Le Juge de l'élection dispose ainsi d'une grande latitude d'appréciation des conséquences qu'il doit tirer des anomalies relevées. Il est conduit principalement à rechercher quelles ont été les incidences effectives de l'irrégularité sur les résultats du scrutin, car, dans ce domaine spécifique, la simple constatation d'une violation ou méconnaissance formelle des textes légaux ne saurait suffire pour justifier nécessairement le prononcé d'une annulation de l'élection ou du jugement y afférent.v

En tout état de cause, la jurisprudence en matière de contentieux électoral a toujours été dominée par le principe dit de l'influence déterminante : En vertu de ce critérium fondamental, le juge de l'élection ne prononce l'annulation d'une élection que si les faits invoqués par le requérant ont eu une incidence directe certaine, une influence suffisante pour fausser le résultat du scrutin.

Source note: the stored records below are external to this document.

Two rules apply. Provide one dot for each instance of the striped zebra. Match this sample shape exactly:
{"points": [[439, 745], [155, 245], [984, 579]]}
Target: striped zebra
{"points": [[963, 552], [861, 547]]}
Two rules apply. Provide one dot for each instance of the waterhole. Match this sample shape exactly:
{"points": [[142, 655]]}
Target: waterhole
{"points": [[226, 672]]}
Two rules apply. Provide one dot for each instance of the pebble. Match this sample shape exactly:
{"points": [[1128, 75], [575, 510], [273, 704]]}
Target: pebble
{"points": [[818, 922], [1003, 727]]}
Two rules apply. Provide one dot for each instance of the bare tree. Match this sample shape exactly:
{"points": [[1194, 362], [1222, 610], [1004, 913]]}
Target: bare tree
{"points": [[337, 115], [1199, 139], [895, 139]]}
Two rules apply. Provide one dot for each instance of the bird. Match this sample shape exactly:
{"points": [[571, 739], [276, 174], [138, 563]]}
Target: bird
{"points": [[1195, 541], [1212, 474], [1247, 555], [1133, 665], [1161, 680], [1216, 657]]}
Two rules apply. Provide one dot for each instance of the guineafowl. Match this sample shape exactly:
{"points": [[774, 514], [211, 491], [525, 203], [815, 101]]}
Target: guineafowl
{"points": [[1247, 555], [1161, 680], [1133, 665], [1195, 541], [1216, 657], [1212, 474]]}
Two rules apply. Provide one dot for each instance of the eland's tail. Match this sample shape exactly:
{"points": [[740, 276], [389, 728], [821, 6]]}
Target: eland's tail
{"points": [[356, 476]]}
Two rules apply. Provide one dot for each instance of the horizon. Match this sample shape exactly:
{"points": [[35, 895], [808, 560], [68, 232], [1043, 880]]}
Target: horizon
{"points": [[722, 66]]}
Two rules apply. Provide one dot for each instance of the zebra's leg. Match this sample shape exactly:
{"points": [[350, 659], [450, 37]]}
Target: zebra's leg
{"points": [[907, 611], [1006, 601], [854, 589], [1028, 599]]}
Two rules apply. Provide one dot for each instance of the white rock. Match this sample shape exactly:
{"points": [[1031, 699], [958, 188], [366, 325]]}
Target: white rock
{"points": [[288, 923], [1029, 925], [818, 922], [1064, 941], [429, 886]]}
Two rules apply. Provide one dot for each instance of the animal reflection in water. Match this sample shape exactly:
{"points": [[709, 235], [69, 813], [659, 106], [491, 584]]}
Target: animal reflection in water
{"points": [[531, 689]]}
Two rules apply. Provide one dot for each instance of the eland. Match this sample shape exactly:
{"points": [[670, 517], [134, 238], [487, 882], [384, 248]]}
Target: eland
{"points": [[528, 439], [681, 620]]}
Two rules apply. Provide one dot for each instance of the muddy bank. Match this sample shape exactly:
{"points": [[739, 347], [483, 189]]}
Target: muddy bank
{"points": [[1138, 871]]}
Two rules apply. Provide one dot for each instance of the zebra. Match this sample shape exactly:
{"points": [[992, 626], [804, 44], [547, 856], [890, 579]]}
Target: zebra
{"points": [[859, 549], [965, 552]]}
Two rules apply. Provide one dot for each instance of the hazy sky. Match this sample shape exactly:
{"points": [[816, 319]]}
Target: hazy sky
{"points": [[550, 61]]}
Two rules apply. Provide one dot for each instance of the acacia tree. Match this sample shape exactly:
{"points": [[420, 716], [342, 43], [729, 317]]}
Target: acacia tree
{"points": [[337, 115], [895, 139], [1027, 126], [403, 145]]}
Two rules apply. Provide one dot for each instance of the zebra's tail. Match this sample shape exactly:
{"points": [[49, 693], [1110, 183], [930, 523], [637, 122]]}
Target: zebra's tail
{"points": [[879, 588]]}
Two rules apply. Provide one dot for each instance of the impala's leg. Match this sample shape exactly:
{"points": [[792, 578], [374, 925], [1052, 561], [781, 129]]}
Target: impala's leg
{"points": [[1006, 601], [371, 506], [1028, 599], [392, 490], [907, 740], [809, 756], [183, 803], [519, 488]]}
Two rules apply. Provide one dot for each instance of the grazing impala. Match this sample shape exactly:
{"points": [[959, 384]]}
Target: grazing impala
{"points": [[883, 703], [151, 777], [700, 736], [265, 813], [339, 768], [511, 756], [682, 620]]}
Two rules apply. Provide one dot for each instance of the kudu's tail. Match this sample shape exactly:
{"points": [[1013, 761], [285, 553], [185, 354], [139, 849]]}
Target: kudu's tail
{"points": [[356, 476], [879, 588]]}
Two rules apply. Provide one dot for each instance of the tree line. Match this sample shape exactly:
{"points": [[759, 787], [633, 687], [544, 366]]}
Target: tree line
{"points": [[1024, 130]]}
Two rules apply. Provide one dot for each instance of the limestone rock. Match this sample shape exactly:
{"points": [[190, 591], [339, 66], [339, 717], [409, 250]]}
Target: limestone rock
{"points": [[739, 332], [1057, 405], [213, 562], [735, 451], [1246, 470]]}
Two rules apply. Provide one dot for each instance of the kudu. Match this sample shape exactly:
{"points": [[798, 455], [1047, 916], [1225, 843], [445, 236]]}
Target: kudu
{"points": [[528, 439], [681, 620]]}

En matière de contentieux électoral, le juge ne doit pas confondre le jugement à porter sur des actes illicites, immoraux, délictueux, avec le jugement même de l'élection. En cas de fraude, le scrutin n'est annulé que si celle-ci a eu une influence sur le résultat, le juge électoral n'étant pas juge de la moralité du scrutin mais de sa sincérité et donc de l'adéquation entre le résultat proclamé et la volonté majoritaire librement exprimée des électeurs.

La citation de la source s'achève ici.